# Flushing ?



## JD466US (Mar 18, 2007)

My Nirvana WW girls are entering their 6th week of flowering. I think that they will be ready to harvest in the next 2 to 3 weeks and am wondering if I should get ready to start flushing my system? Its a small DWC set up and I have been using GH Flora nutes. I was also wondering should I use Clearex or will plain water work? And if I use just water should I keep the ph levels between 5.7 and 6.2 as normal?

                                              Thanks,
                                                          JD


----------



## KADE (Mar 18, 2007)

flushing is up to the person growing... i notice no taste difference in any way...  the clearing products are good... so is water....  ph should be normal.


----------



## Stoney Bud (Mar 18, 2007)

Here's one pattern of thought on flushing or not. Right up to the second of harvest, somewhere on the plant, THC is still forming. This THC is dependant on nutrients for its formation.
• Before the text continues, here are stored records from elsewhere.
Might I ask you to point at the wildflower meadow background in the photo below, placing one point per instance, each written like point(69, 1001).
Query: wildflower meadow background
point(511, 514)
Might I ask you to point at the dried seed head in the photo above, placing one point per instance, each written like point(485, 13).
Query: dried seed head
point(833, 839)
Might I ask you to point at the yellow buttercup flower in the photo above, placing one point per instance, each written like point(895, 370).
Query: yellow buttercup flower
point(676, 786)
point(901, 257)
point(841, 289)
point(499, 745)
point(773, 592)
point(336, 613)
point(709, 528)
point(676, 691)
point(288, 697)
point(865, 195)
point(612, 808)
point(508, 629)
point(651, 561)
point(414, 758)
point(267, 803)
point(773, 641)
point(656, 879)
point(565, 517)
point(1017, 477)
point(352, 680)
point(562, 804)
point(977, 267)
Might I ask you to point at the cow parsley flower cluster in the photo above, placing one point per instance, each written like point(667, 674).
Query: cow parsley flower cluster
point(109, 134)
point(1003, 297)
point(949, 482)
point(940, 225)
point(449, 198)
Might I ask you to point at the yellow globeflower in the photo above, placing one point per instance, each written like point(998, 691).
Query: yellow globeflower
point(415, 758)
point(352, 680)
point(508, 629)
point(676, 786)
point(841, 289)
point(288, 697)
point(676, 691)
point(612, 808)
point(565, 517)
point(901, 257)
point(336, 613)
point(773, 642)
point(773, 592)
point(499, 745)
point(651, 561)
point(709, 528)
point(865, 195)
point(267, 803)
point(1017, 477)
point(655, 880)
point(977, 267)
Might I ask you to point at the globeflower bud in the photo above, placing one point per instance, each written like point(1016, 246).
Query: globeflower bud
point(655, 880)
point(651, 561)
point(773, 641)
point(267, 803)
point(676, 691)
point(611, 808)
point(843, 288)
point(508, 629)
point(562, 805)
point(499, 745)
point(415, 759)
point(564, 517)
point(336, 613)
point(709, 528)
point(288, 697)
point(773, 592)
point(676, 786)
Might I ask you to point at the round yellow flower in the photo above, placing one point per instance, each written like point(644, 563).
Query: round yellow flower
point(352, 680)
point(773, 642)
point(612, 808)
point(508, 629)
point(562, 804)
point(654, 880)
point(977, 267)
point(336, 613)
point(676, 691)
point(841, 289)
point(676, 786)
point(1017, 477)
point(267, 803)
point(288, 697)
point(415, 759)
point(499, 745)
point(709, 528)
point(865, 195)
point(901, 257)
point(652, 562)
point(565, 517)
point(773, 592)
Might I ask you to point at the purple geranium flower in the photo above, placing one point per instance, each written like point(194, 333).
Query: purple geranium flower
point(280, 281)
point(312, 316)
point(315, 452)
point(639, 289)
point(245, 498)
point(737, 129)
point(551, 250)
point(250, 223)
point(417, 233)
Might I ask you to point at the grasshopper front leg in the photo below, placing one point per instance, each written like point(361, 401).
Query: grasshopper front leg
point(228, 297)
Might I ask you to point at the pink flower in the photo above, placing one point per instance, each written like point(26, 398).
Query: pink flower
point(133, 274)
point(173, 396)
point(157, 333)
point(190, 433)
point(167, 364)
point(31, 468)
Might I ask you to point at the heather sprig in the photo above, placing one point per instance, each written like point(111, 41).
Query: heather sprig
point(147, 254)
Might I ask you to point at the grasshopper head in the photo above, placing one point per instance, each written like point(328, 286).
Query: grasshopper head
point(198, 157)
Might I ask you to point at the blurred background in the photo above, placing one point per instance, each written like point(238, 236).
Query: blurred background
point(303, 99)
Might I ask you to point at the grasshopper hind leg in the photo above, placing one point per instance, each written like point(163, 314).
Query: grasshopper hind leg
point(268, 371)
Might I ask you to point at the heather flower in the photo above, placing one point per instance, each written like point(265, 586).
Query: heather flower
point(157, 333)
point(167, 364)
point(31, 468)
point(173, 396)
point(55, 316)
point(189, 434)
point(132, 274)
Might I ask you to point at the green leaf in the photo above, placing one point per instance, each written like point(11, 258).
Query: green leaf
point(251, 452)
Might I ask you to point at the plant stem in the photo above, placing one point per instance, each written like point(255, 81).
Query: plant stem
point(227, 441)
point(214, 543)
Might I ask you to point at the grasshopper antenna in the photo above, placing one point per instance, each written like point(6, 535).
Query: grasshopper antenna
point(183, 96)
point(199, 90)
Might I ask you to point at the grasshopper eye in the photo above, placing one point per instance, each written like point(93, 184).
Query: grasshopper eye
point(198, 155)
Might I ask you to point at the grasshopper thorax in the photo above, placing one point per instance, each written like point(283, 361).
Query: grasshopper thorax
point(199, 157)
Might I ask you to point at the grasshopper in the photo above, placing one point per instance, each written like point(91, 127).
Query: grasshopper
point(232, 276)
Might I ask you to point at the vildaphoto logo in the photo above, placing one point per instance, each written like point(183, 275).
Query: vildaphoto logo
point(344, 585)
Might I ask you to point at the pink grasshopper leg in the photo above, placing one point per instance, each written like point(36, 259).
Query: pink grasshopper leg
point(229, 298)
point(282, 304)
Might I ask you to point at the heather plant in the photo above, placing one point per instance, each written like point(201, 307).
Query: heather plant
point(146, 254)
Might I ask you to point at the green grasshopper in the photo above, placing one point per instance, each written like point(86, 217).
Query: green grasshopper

If you deprive the plant of nutrients or lessen them for the last week or two before harvesting, you're also, IMHO, depriving the plant of the ability to form THC properly and to its best volume and potency. It's like saying to an athlete before he runs an olympic mile, I'm not going to let you eat for two days before you run. It'll clean out your system and make you run better. That sounds good, but in actuality, your runner will be a walker and lose.

The plants continue to actively grow THC right up to the second they are harvested. IMHO, that THC will of better quality and volume if the plant has ALL the nutrients it can use up to the point in which you cut it down.

Hehe, of course, that could be wrong. No one has ever done proper testing to determine the validity of the "Flushing" methods.

Pick your method and swear by it!

When I harvest, I stand on one foot while singing "Ole MacDonald". I've found that this makes the pot stronger...hehee.


----------



## JD466US (Mar 18, 2007)

Ole McDonald, hmmm, so thats the secret!  Cool, now I know!

                                   Thanks, 
                                              JD


----------



## alaskabud (Mar 19, 2007)

Flushing is a GREAT method- if you have over ferted and want to wash some of the ferts out of the dirt to prevent more damage. Flushing for a week or 2 before harvest and thinking somehow this water is going to enter the thru the roots and either take the bad **** BACK OUT thru the roots or JUMP OUT the leaves with this bad **** is absurd.


----------